Rockefeller's bill, The Consumer Choice in Online Video Act, would afford companies like Netflix, Sony, and any other non-traditional competitor the same rights to programming provided cable companies under the 1992 Cable Act. (The text of the bill was still not published at the time this was written.)
Rockefeller’s bill is a response to complaints that entrenched multichannel video programming distributors (MVPDs), including cable MSOs, satellite broadcasters, and IPTV companies, cut deals with content owners that include exclusivity for themselves – shutting out new competitors from access.
These complaints appear to have been given some substance by the cable industry. Earlier this year, DSL Reports quoted Time Warner Cable chairman Glenn Britt saying: “"It is absurd to suggest that, in today’s highly competitive video marketplace, obtaining some level of exclusivity is anticompetitive. Exclusivities and windows are extremely common in the entertainment industry; that’s exactly how entertainment companies compete. This is why, for example, you can only watch Fast and Furious 6 in a movie theater (not in your living room), Sunday Ticket on DirecTV, and the new Arrested Development episodes on Netflix. In fact, the amount and scope of exclusivity and windowing in Time Warner Cable’s arrangements with programmers pales by comparison to that found between other players in the entertainment ecosystem."

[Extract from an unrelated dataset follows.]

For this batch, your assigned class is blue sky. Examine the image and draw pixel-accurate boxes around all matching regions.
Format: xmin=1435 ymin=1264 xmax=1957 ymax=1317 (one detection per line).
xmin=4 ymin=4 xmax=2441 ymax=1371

Rockefeller expects the provisions in his proposed legislation might lead to a la carte, a notion that fellow Sen. John McCain has been advocating for. The language on that subject in the Senator’s announcement is somewhat provisional. Referring to the pending bill, it says, “It also explores ways for online video distributors to negotiate to carry broadcast television content and facilitate greater consumer choice in programming.”
The announcement also said: "We have all heard the familiar complaint that we have five hundred channels, but there is nothing to watch," Rockefeller said in a statement. "My legislation aims to enable the ultimate a la carte -- to give consumers the ability to watch the programming they want to watch, when they want to watch it, how they want to watch it, and pay for only what they actually watch."
The bill alludes to the issue of broadband consumption caps, proposing truth-in-billing protections so that subscribers would be able to clearly understand what broadband service tier is appropriate for their usage.
The American Cable Association approved the goals in the bill. ACA president and CEO Matthew M. Polka said, “ACA shares the Chairman’s concerns, as reflected in his bill, about the ease with which certain existing players in the market can use their market power to harm consumers and impede competition. This is a significant concern for small cable operators and reflects the need to consider a new approach. We look forward to working with the Chairman on these issues.”